My interrogators were now looking at each other strangely and the lead guy says, “How about you tak’n a polygraph test for us, uh?”
“No way,” I responded. “How do I know if it wasn’t one of your deputies who planted that stuff in my car instead of Clayton’s gang. Hell, how do I know you all aren’t on the take from Schnufl? I’ve heard about those lie detectors – with the questions you ask they can be made to prove what ever you want. But, look here, I swear I never touched that bag. You must be able to find whose prints are on it. Then you might have a link to Clayton.”
At that point they looked at each other and when the leader got up and left the room, the others followed. I was left alone to study the cracks in the wall and ceiling. The attorney said nothing but busied himself writing on a legal pad. Some time later the senior interrogator returned with a sour look on his face.

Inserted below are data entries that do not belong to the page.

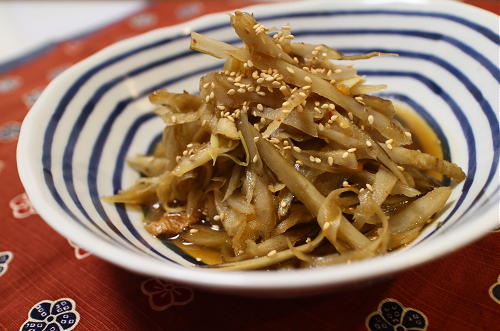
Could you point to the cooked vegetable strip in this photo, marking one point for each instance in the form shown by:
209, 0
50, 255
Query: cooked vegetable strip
282, 145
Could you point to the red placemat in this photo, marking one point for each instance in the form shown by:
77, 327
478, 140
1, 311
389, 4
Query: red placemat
45, 277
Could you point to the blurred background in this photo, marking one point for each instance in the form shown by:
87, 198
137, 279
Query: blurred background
27, 28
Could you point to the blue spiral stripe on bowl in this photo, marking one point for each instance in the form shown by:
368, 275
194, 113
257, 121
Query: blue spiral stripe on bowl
491, 35
123, 56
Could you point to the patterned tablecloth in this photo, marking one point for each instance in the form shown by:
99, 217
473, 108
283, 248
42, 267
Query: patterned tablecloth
47, 283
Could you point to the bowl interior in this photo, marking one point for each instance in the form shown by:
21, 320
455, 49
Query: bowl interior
96, 114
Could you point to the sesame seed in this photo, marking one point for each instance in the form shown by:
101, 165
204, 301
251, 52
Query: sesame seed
271, 253
370, 119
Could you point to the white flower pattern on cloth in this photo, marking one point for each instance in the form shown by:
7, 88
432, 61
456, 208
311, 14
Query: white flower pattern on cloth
163, 295
9, 84
393, 316
495, 291
10, 131
80, 253
5, 259
50, 315
21, 206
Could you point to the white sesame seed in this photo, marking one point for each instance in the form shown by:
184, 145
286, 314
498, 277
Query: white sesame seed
370, 119
271, 253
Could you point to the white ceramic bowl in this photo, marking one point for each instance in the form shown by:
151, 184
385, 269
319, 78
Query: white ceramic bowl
75, 138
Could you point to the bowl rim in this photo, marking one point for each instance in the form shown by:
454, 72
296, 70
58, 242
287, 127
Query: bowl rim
29, 172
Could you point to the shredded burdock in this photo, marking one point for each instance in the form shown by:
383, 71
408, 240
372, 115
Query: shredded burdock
283, 160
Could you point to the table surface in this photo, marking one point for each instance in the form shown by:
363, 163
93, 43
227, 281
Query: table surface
45, 277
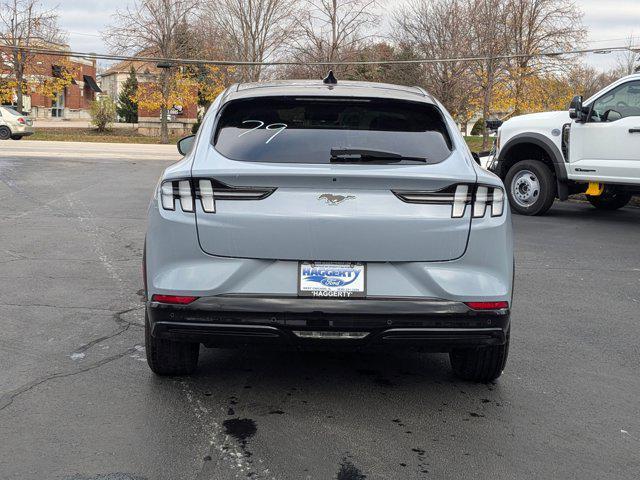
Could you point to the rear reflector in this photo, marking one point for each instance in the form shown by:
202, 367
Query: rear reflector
173, 299
487, 305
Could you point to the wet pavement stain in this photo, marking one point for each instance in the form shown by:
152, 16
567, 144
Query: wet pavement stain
242, 429
398, 422
348, 471
107, 476
383, 382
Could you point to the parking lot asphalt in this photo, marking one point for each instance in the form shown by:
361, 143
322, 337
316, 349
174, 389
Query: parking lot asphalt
77, 400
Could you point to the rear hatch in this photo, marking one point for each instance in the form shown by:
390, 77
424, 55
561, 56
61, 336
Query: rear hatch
281, 193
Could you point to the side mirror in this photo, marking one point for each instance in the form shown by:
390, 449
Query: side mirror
186, 144
575, 109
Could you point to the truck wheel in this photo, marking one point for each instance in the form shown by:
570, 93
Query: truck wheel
610, 199
5, 133
166, 357
483, 364
531, 187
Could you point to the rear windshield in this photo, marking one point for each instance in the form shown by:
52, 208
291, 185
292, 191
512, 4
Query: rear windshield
305, 130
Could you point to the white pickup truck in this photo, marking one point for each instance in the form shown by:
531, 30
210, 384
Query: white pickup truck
593, 148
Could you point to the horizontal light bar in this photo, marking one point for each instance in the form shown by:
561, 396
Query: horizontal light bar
487, 305
173, 299
481, 197
324, 335
208, 191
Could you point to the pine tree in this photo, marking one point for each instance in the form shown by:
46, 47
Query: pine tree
127, 108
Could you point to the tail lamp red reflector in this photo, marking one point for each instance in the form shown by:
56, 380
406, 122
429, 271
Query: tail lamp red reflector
487, 305
173, 299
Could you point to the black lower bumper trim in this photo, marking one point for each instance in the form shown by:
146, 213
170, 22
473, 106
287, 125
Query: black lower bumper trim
396, 323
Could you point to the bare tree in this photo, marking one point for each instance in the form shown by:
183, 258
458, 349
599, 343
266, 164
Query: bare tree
534, 26
158, 27
487, 28
628, 61
253, 30
25, 24
439, 29
334, 30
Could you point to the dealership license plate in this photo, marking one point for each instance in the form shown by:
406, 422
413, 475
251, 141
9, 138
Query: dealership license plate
332, 280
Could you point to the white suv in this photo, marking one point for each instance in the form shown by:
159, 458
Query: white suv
13, 124
594, 148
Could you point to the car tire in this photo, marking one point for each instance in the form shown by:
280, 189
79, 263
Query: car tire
531, 187
168, 357
610, 199
483, 364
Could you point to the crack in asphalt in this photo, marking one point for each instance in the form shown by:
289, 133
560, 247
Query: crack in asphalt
8, 398
119, 320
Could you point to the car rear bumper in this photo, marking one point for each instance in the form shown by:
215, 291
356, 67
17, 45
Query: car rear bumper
23, 130
227, 321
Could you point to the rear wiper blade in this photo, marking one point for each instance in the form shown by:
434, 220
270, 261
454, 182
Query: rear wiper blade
366, 155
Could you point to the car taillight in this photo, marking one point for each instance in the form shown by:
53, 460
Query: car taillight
487, 305
173, 299
481, 197
208, 191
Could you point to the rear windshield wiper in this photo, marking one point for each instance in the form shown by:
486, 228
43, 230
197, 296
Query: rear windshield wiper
347, 155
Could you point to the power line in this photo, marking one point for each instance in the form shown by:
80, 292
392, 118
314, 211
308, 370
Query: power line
189, 61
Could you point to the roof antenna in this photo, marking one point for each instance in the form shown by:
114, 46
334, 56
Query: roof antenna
330, 79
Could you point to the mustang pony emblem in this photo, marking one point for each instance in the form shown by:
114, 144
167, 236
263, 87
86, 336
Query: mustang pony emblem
334, 199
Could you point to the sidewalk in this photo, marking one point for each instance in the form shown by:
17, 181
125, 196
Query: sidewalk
88, 151
59, 123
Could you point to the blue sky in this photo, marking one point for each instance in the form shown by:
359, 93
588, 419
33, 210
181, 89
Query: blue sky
611, 20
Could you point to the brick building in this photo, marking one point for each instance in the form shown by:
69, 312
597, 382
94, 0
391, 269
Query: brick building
73, 101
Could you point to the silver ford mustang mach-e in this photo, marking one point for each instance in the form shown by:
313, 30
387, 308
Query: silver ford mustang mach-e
310, 213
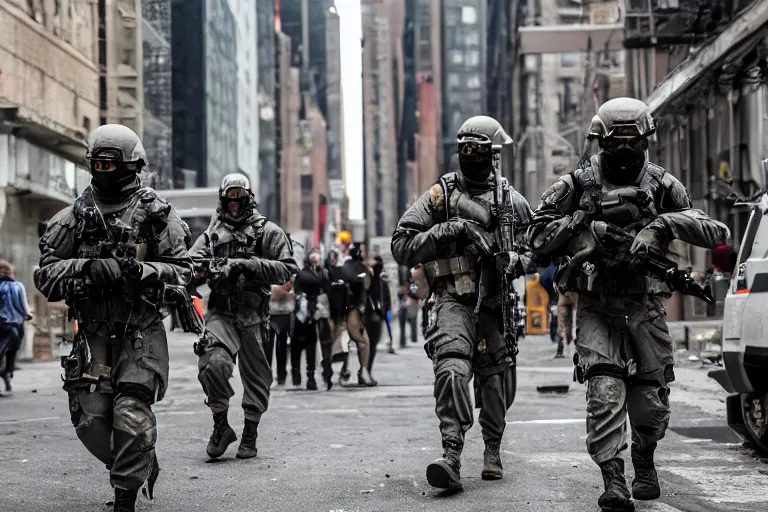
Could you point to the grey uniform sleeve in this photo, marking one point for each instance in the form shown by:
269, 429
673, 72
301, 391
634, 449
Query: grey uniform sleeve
58, 265
550, 230
417, 238
679, 221
276, 264
173, 264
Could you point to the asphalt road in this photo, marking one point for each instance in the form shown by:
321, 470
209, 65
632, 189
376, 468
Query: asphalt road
367, 449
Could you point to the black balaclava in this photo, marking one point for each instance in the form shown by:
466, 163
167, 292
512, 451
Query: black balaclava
115, 186
623, 166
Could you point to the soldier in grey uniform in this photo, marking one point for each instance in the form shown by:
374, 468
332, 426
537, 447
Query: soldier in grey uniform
450, 230
107, 255
253, 254
624, 351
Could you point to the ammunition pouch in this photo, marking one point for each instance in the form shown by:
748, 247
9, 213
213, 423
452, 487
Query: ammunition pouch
460, 268
80, 374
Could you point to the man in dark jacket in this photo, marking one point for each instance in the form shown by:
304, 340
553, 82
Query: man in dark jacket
241, 254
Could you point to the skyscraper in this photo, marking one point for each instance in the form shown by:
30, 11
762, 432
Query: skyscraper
204, 51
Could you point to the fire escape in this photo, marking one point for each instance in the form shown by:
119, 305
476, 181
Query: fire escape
660, 23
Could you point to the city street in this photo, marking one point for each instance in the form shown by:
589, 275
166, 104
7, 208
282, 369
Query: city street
366, 450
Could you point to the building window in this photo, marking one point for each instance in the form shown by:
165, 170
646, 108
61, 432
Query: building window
570, 60
468, 15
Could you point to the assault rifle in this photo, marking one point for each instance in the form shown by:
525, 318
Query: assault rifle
178, 298
506, 241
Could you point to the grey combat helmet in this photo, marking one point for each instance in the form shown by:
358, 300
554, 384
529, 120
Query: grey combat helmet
235, 197
115, 156
622, 128
622, 117
483, 129
478, 138
117, 143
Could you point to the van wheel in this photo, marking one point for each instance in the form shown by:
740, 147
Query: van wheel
755, 409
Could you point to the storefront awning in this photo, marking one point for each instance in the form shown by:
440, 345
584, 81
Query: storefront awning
570, 38
68, 142
747, 29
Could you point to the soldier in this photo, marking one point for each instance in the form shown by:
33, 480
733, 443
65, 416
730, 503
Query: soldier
624, 351
450, 231
244, 254
108, 255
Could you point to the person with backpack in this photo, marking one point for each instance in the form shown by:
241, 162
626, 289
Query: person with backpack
13, 313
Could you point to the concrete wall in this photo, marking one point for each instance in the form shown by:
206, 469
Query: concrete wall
50, 66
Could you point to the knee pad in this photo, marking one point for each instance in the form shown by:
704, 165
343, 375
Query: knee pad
94, 428
135, 423
215, 374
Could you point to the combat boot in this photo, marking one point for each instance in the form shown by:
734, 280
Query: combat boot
645, 486
222, 436
248, 448
125, 500
560, 348
311, 383
445, 472
364, 378
492, 468
616, 497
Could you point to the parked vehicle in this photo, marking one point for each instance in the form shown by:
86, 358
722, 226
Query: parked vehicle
745, 334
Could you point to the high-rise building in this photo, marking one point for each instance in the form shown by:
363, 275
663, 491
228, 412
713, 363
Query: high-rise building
158, 102
464, 33
44, 122
121, 63
204, 51
379, 118
269, 178
247, 90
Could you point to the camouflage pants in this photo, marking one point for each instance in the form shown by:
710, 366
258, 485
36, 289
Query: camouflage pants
461, 348
230, 340
117, 424
625, 353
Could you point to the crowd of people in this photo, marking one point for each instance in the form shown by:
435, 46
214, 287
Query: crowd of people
334, 302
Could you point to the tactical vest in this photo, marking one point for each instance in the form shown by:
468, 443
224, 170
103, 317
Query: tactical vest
628, 207
99, 233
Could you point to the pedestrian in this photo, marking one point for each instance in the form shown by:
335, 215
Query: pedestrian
375, 312
282, 303
450, 230
567, 303
106, 256
310, 283
349, 297
602, 221
14, 311
245, 254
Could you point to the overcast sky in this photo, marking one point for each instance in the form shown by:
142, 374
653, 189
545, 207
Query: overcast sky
351, 83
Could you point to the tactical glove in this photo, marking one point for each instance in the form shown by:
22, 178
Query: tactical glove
507, 262
481, 241
231, 268
449, 231
104, 271
650, 238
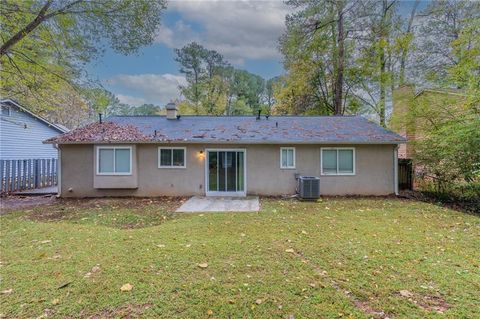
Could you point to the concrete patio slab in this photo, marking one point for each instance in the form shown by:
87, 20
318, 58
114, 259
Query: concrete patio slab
220, 204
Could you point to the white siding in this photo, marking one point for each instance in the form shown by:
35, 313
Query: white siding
21, 136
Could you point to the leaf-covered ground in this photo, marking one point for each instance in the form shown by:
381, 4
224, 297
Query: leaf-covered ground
336, 258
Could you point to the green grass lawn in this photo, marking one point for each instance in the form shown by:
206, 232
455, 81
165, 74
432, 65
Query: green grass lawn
336, 258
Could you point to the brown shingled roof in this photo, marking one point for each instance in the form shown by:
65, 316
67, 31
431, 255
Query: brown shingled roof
101, 132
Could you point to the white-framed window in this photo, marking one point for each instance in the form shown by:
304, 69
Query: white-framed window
287, 157
5, 110
114, 160
337, 160
172, 157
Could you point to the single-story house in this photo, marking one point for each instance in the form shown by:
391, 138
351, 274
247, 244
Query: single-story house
226, 155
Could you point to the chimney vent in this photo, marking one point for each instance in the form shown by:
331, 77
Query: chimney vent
171, 111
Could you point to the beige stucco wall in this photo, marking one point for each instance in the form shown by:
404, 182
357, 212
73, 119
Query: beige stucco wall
374, 171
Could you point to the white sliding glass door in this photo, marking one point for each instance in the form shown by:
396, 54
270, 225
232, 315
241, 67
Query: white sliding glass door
225, 172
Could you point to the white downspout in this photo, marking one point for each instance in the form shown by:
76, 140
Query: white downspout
395, 169
59, 172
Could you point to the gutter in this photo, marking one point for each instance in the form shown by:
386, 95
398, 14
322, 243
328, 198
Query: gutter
59, 170
234, 142
395, 169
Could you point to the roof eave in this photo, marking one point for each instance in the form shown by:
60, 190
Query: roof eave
387, 142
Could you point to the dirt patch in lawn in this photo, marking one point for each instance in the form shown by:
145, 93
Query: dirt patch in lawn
363, 306
127, 311
428, 302
125, 213
12, 203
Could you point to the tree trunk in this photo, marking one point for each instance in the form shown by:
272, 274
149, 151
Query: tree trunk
403, 59
384, 32
338, 110
26, 30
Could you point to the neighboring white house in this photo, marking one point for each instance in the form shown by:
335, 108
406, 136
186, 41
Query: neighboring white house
22, 133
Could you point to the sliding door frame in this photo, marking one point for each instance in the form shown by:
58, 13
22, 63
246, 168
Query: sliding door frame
226, 193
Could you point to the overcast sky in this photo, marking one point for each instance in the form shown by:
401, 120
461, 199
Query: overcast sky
245, 32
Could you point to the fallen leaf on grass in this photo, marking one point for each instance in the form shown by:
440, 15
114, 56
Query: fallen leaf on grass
64, 285
126, 287
406, 293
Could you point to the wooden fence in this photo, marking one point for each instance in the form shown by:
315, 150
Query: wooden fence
16, 175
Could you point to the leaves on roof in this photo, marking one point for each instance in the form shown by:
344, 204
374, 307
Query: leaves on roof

“It seems that bag they found in your car has turned up missing so we are going to have to let you go. First, though I’d like you to sign these forms stating …”
“I ain’t signing nothing,” I cut in. “Just let me out ‘a here and I promise you’ll never see me again. I’ll miss the fun with Jackie but I won’t miss the wrath of Clayton Schnufl.”
As I was putting my key in the ignition of my VW, the lawyer said, “So you have any idea where this Clayton Sniffle is?”
“It’s Schnufl,” I replied starting the engine. I nodded to him and smiled as I pointed to my left temple. As I drove away I saw his puzzled face get smaller and smaller in my rear view mirror.